Since starting this repo in Jul 2021 as a personal project, I believe the codebase is now sufficiently feature-complete and stable to call it a 1.0 release.

What's new

  • Added support for CLIP guided diffusion (#8)
  • Improvements to gallery viewer: added pagination (#3), improved webpage responsiveness (#9)
  • Minor tweaks to VQGAN-CLIP app, added options to control MSE regularization (#4) and TV loss (https://github.com/tnwei/vqgan-clip-app/5)
  • Reorganized documentation in README.md and docs/

Transitioning to 1.0 for existing users

Update to 1.0 by running git pull from your local copy of this repo. No breaking changes are expected, run results from older versions of the codebase should still show up in the gallery viewer.
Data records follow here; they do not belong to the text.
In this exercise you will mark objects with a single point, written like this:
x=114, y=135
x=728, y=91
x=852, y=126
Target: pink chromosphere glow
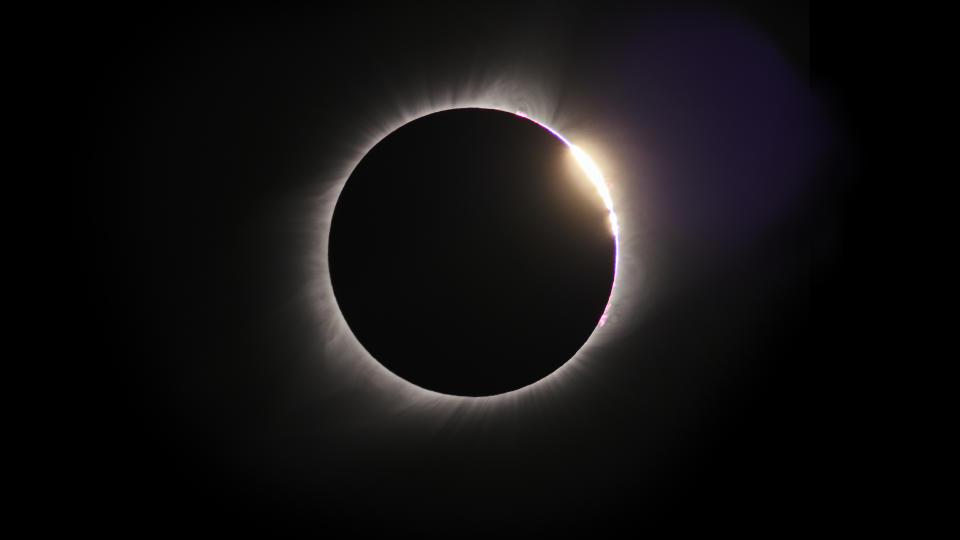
x=596, y=178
However, some new packages are needed to support CLIP guided diffusion. You can follow these steps below instead of setting up the Python environment from scratch:

  1. In the repo directory, run git clone https://github.com/crowsonkb/guided-diffusion
  2. pip install ./guided-diffusion
  3. pip install lpips
  4. Download diffusion model checkpoints in download-diffusion-weights.sh

Before Oct 2, 2021

VQGAN-CLIP app and basic gallery viewer implemented.